Gazing into the Data Abyss: Employee Attrition

Shawn D'Souza
May 29, 2019
4 min read

Hindsight: For the complete code and steps taken with the data analysis, kindly look at the code at https://www.kaggle.com/shawnd29/gazing-into-the-data-abyss-employee-attrition

One thing is for sure, there is a LOT of data out there. Ever since we have built on the idea of assigning values to items, we have always been thinking about what-if scenarios on how we can make the most out of what we have.

It is no surprise that over the several years of exploratory advancements with numbers, we have at the cusp of unlocking the next big thing when it comes to Data Analysis. What we can do with the data we have and how we can optimize it to maximize our objectives, it seems almost magical.

With so many applications out there, I find it amazing to dive deeper into the realm of analytics and see what amazing insights can be taken. With that, I have chosen the concept of employee attrition and what steps we can take when looking at the signs to maximize employee retention.

Attrition:What makes them stay?What makes them go?

Employee retention is one of the biggest metrics that a company should have in mind when thinking of growth. It becomes all the more necessary when you consider the costs of finding, interviewing and hiring the right candidate for the various jobs within the organization. This is all the more detrimental when finding out why people leave the company at an unprecedented rate. Employee attrition is caused when the total strength of the company is greatly reduced as more employees leave the company than expected.

This data set comes from a fictitious scenario come up by the data scientists at IBM. Although it is not attuned to the real-word scenario, it still is a viable dataset to mine and build insights on. The main crux of the data is to classify what type of people would leave a company based on 35 parameters. Our categorical target for this dataset is a Yes/No classification from the attrition.

With that in mind, the various steps that we have gone into building insights from start to finish are highlighted in FOUR major blocks:

Collecting and Cleaning the Data
Exploring the data
Transforming the data to build insights
Applying machine learning models for feature engineering

With these at the forefront, it highlights the general steps that can be taken to work towards any dataset. For the given attrition dataset, I wanted to focus more on the graphical and visual representation aspect while keeping the machine-learning concepts in the back-burner.

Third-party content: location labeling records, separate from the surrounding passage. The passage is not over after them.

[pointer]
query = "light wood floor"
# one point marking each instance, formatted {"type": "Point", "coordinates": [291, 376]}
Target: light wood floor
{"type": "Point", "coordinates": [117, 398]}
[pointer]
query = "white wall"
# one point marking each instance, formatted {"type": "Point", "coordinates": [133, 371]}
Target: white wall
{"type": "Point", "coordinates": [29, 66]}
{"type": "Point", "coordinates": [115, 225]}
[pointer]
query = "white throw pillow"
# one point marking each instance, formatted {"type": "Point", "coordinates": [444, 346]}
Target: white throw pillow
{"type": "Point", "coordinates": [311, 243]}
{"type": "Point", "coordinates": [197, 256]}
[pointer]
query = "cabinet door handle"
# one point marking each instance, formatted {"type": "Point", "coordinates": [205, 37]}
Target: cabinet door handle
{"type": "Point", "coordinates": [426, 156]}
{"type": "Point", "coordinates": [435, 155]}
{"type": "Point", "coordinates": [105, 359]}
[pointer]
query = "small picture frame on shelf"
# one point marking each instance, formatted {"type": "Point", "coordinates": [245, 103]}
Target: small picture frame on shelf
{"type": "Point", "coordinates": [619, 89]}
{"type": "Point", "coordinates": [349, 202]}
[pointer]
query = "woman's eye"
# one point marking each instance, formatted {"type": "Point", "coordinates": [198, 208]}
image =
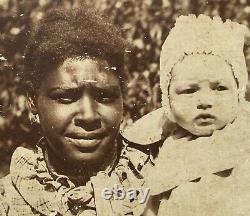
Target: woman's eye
{"type": "Point", "coordinates": [188, 91]}
{"type": "Point", "coordinates": [221, 88]}
{"type": "Point", "coordinates": [66, 98]}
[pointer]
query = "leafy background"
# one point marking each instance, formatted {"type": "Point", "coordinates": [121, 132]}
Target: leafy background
{"type": "Point", "coordinates": [145, 23]}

STEP 2: Exploring the data

Since the given dataset is split into a numeric values such as Age and labeled values such as Department, it seems prudent to partition the data on quantitative and categorical values. This makes it easier to fine-tune the model for accurate results.

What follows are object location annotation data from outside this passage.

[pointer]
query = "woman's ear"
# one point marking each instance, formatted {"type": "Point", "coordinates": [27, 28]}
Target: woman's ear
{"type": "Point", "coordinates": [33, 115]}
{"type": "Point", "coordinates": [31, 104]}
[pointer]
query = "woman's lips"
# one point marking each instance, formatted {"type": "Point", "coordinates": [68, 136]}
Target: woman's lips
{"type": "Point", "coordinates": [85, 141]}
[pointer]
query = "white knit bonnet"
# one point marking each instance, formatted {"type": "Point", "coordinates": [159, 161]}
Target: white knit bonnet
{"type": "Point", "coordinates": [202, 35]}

One way of visually communicating how data is spread is through histograms. This can give general insights in terms of data distribution.

Another way of estimating relations between two values arise from the Kernel Density Estimate (KDE) plots. This makes it easier to highlight the bivariate relationship between data distributions that occur within the framework.

STEP 3: Transforming the data to build insights

Data in its innate nature needs to be molded so that we can mine it for insights. The main drive behind this is to fine-tune the data so that we can build actionable metrics from the data as a whole. With this, both the categorical and quantitative data ca be shaped.

When working with categorical values, there may or may not exist a quantifiable priority within the labels. Therefore, one-hot encoding is used to give a quantifiable value to the categorical labels.

A correlation matrix is the fastest way to see which metrics are related to each other. Although correlation does not mean causation, it is a great way to estimate the underlying behaviors within the dataset.

STEP 4: Feature Engineering

Now that the data has been prepped for analysis, it is time to apply machine learning methodologies to the dataset.

The following technique were used to implement the dataset to estimate the best model that would be used

1. Logistic Regression – Sine there are 1/0 value datasets, it makes it ideal to estimate.

2. Decision Tree – An easy to implement classification method.

3. Random Forrest – Decision trees with overfitting prevention

4. SVM – Classify data based on its location on the hyperplane

5. KNN - Classify data based on its location with similar clusters

With these implemented, we get an estimate on what would be the best approach to take.

As we can see, SVM and Random forests take the lead. We can break down the metrics to see what the most driving factors are:

Outcomes and key takeaways

Based on the above results, how much people earn and how old they are greatly affect their reason for changing to a different company. In a world where we constantly strive to know our worth, it goes to say that we will find greener pastures if we do not find it at a single point. Ultimately, it falls on the company to maximize their employee retention with a focus on their pay. Although it might decrease net company revenue in the short run, the cost of rehiring and re-training each and every time an employee leaves will definitely leave a mark.

All in all, there are so many ways to approach the same data problem from different angles. With practice, the end goal will be to form an effective story with the data to provide actionable insights. Thank you very much for coming along with me on this journey. This was a great learning experience for me and I hope that it was for you as well.